Corporate card startup Jeeves has raised $180 million and more than quadrupled its valuation from August to $2.1 billion. The investment was led by Tencent with participation from GIC, Stanford University, Andreessen Horowitz and Silicon Valley Bank, among others.
The funding comes on the heels of a $750 million raise by rival Ramp this week. Brex, another leading corporate card provider, was valued at $12.3 billion early this year.
“[Corporate cards are] the easiest way to get access to the CFO suite,” said Jeeves CEO and founder Dileep Thazhmon. The challenge is to translate that easy access point into a full-stack offering. “If you don’t have the full product suite, you’re not really going to get the full payment stack, the share of wallet, for that company,” he added.
To capture more of that spending, corporate card startups are quickly launching new services.
In addition to corporate cards and payments, Jeeves makes working capital loans and has a debt offering called Jeeves Growth, which Thazhmon compared to the revenue-based financing popularized by fellow fintech startup Pipe. Down the line, Jeeves plans to offer deposits and other treasury services.

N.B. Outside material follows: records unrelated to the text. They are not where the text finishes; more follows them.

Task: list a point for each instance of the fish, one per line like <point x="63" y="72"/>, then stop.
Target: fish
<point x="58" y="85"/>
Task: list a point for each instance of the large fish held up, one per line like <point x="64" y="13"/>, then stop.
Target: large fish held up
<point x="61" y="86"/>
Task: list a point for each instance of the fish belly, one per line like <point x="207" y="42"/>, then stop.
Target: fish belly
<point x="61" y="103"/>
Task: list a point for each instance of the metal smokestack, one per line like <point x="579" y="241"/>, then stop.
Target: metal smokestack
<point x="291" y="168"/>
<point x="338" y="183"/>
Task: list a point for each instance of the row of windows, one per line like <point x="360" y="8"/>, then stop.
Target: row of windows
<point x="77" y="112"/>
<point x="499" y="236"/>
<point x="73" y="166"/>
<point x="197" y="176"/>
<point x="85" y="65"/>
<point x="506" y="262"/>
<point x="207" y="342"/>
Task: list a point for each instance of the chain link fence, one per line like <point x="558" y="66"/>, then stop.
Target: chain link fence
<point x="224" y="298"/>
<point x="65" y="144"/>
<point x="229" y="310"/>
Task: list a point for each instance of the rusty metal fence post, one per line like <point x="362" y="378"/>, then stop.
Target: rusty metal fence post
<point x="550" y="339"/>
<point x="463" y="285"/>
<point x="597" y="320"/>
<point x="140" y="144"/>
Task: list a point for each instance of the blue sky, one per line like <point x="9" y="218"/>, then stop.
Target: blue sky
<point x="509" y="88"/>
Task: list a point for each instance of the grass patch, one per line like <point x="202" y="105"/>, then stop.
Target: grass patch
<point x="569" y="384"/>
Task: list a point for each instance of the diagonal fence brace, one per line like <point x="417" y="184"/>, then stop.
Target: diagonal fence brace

Rather than compete head-to-head in the US market, Jeeves is catering to multinational companies. The remote startup has clients in 24 countries, with some of its largest customers hailing from Latin America, including car marketplace Kavak and cryptocurrency exchange Bitso. Startups represent about 40% of Jeeves’ customers.
Jeeves has created fintech infrastructure that simplifies payments and expenses across multiple currencies. Unlike US or European startups, high-growth companies in other global regions often have an international strategy from the get-go, said Thazhmon.
Jeeves launched in March 2021 and has raised over $380 million in equity and debt to date.